From: Duncan <1i5t5.duncan@cox.net>
To: linux-btrfs@vger.kernel.org
Cc: systemd-devel@lists.freedesktop.org
Subject: Re: Slow startup of systemd-journal on BTRFS
Date: Thu, 12 Jun 2014 04:39:00 +0000 (UTC) [thread overview]
Message-ID: <pan$114e$cb58c121$34286c85$f093cbbf@cox.net> (raw)
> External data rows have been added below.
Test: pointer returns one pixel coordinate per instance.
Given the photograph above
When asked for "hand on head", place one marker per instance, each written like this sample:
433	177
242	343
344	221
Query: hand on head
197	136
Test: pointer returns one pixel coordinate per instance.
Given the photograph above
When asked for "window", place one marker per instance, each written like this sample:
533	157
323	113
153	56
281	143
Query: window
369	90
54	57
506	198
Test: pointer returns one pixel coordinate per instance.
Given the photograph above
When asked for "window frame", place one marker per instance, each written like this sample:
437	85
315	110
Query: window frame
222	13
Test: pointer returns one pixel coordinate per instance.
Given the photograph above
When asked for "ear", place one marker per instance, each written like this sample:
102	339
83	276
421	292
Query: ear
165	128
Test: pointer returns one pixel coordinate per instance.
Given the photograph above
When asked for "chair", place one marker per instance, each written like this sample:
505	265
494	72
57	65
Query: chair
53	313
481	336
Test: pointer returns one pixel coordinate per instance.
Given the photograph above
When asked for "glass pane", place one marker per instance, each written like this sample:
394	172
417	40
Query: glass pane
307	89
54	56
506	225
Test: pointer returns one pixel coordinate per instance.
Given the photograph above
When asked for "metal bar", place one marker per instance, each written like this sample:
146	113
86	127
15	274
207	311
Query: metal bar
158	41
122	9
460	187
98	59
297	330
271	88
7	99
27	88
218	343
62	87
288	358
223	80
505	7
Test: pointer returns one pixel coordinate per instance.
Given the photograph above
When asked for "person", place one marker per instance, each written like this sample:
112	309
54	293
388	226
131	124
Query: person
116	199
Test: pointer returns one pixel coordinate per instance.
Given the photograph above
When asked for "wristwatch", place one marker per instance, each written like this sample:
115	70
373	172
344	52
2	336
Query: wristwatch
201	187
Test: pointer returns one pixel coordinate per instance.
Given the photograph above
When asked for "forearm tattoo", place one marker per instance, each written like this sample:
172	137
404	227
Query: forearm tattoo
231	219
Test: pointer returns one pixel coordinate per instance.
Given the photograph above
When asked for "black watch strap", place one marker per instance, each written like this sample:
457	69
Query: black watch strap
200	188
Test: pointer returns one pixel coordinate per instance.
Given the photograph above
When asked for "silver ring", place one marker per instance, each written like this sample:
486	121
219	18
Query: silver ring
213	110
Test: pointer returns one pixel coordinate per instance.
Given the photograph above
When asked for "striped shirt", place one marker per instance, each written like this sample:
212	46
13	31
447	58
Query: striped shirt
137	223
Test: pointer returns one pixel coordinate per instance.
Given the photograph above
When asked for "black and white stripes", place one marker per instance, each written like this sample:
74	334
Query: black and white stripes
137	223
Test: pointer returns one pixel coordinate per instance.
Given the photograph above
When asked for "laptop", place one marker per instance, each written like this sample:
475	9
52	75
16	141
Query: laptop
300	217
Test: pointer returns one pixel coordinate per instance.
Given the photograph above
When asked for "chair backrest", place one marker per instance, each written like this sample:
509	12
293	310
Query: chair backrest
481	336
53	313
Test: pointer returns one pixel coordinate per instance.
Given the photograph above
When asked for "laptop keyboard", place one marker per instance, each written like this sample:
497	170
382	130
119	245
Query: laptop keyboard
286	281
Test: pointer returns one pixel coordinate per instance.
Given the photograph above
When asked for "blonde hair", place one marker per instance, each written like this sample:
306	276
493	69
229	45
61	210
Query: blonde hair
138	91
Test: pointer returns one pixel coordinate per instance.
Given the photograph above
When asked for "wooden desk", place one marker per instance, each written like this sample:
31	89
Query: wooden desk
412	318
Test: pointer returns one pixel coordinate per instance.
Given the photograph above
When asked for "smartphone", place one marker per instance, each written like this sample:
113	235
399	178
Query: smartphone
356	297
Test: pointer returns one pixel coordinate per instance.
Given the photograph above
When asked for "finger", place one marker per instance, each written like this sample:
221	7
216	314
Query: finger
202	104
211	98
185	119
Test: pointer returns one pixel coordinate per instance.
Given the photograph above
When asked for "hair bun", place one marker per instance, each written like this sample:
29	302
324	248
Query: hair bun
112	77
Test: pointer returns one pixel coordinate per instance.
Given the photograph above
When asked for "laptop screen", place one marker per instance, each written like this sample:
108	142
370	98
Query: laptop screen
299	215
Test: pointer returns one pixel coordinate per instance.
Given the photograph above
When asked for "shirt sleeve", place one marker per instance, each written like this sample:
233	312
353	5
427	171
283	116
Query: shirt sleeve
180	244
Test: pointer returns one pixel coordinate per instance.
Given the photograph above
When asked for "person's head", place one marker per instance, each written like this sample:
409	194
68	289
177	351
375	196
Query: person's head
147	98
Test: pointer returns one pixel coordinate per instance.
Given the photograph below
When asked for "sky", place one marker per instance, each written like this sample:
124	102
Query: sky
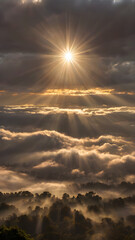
66	124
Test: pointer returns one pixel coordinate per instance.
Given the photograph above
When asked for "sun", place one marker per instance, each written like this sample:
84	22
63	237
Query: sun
68	56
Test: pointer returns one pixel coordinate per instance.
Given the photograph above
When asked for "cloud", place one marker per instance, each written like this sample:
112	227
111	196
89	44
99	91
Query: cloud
52	156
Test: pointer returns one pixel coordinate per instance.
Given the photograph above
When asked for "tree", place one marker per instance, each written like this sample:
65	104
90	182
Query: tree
13	233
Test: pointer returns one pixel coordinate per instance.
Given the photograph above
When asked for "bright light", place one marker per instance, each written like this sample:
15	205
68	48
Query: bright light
68	56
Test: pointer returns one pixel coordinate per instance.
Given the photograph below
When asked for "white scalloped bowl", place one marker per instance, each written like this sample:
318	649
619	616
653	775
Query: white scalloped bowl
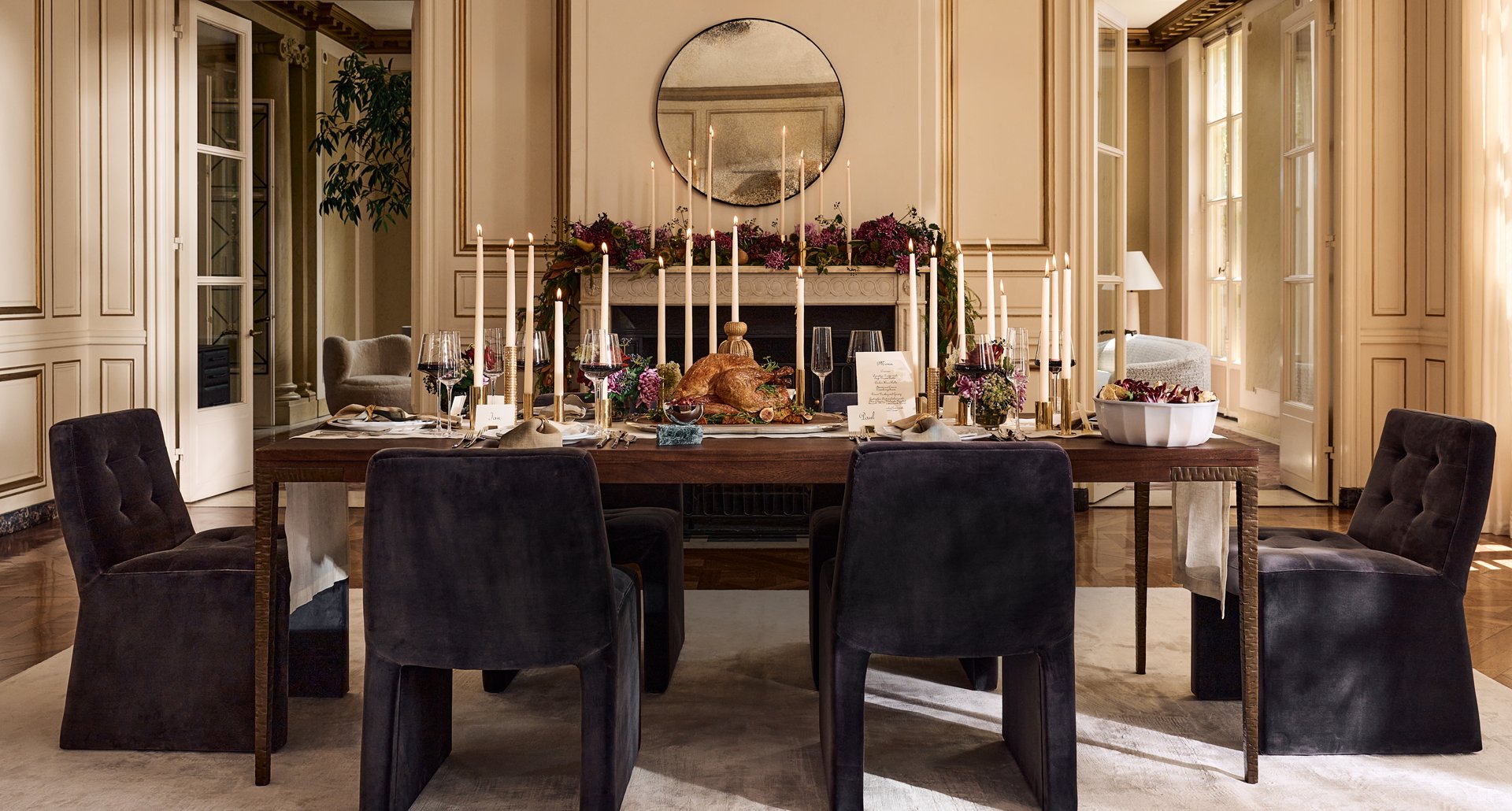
1157	424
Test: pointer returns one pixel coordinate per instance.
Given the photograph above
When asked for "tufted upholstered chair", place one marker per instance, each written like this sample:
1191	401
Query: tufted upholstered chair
527	584
953	577
164	650
1362	633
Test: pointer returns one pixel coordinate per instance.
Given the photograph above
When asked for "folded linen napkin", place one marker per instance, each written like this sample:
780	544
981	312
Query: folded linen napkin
926	428
1199	545
531	433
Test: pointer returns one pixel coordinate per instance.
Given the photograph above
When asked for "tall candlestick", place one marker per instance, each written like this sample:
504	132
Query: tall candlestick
708	182
992	313
529	324
662	310
1045	333
1068	318
1054	315
604	285
799	365
558	357
803	213
687	305
782	188
478	346
961	303
509	294
935	310
914	313
736	270
849	213
714	295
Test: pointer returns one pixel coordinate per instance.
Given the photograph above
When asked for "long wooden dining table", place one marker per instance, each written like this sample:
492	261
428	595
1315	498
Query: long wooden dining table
770	461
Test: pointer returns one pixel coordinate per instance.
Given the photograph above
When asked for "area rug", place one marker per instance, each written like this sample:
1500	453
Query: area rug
739	731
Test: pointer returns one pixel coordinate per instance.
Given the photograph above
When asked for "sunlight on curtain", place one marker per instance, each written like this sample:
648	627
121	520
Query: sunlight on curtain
1487	231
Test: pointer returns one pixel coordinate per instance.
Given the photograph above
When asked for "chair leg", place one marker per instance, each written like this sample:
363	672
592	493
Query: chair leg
982	672
407	731
611	716
1040	720
843	702
496	681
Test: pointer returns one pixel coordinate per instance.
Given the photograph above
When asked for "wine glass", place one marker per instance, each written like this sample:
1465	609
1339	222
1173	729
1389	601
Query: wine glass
601	356
973	361
821	357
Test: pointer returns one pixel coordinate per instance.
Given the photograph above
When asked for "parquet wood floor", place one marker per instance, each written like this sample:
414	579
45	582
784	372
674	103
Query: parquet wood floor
39	605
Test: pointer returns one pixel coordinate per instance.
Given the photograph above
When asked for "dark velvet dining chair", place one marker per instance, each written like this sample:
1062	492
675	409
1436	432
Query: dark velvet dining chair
1362	633
525	583
954	550
164	650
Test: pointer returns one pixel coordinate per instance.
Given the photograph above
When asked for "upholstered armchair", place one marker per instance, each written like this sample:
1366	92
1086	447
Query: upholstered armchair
1362	633
368	372
527	584
164	651
976	571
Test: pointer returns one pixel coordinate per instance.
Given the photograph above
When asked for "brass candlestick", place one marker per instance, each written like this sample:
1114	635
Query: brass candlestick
736	339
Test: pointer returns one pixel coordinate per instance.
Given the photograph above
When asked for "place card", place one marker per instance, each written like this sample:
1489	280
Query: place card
885	380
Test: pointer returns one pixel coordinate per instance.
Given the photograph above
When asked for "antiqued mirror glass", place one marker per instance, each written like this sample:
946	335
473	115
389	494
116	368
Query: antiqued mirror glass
749	79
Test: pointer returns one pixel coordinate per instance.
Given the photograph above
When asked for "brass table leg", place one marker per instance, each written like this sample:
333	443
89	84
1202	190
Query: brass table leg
266	515
1140	571
1249	613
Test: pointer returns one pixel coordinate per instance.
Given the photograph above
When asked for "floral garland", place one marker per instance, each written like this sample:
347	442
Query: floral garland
576	251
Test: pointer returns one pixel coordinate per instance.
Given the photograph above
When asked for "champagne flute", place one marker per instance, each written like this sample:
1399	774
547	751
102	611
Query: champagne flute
601	356
821	357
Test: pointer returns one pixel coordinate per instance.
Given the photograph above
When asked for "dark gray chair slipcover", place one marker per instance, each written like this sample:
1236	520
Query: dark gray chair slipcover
164	650
1362	633
954	550
527	583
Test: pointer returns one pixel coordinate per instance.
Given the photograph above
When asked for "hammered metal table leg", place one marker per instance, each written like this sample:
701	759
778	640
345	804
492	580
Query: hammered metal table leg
1249	613
1140	571
266	515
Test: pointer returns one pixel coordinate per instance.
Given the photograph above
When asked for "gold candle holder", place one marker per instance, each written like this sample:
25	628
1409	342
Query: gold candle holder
1043	415
478	395
1065	407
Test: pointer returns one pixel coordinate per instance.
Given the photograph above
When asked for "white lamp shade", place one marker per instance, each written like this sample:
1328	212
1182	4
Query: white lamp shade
1137	274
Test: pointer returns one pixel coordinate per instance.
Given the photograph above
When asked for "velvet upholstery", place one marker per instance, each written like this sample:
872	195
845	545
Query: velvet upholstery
366	372
982	568
1362	633
164	648
525	584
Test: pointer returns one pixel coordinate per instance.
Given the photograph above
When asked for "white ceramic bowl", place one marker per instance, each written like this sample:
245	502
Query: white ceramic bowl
1157	424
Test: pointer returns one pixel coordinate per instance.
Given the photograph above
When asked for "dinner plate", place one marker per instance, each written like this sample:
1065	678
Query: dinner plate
965	431
380	425
817	425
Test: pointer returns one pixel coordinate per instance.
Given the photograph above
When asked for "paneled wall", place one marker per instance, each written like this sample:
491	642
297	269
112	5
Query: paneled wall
75	287
1399	224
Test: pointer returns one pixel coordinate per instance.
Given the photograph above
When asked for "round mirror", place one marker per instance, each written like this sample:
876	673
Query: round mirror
749	79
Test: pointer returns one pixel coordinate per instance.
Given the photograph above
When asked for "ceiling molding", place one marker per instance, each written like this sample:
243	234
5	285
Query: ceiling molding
1191	19
340	24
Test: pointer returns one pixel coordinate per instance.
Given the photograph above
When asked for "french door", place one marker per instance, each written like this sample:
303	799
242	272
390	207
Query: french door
215	251
1306	254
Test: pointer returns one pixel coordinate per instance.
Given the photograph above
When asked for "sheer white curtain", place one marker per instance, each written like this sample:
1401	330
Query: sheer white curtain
1487	233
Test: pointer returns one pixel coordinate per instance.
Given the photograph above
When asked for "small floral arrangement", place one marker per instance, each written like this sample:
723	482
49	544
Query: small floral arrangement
1140	391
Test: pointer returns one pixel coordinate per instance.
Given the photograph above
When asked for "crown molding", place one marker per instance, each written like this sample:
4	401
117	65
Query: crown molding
340	24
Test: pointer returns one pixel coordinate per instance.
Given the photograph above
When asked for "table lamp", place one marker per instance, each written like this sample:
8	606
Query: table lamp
1137	276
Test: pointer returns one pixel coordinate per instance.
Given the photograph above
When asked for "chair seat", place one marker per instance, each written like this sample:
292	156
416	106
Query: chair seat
226	548
1301	550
In-Reply-To: 1751055.d79eDl77JG@xev
Russell Coker posted on Thu, 12 Jun 2014 11:18:37 +1000 as excerpted:
> On Wed, 11 Jun 2014 23:28:54 Goffredo Baroncelli wrote:
>> https://bugzilla.redhat.com/show_bug.cgi?id=1006386
>>
>> suggested me that the problem could be due to a bad interaction between
>> systemd and btrfs. NetworkManager was innocent. It seems that
>> systemd-journal create a very hight fragmented files when it stores its
>> log. And BTRFS it is know to behave slowly when a file is highly
>> fragmented. This had caused a slow startup of systemd-journal, which in
>> turn had blocked the services which depend by the loggin system.
>
> On my BTRFS/systemd systems I edit /etc/systemd/journald.conf and put
> "SystemMaxUse=50M". That doesn't solve the fragmentation problem but
> reduces it enough that it doesn't bother me.
FWIW, as a relatively new switcher to systemd, that is, after switching
to btrfs only a year or so ago... Two comments:
1) Having seen a few reports of journald's journal fragmentation on this
list, I was worried about those journals here as well.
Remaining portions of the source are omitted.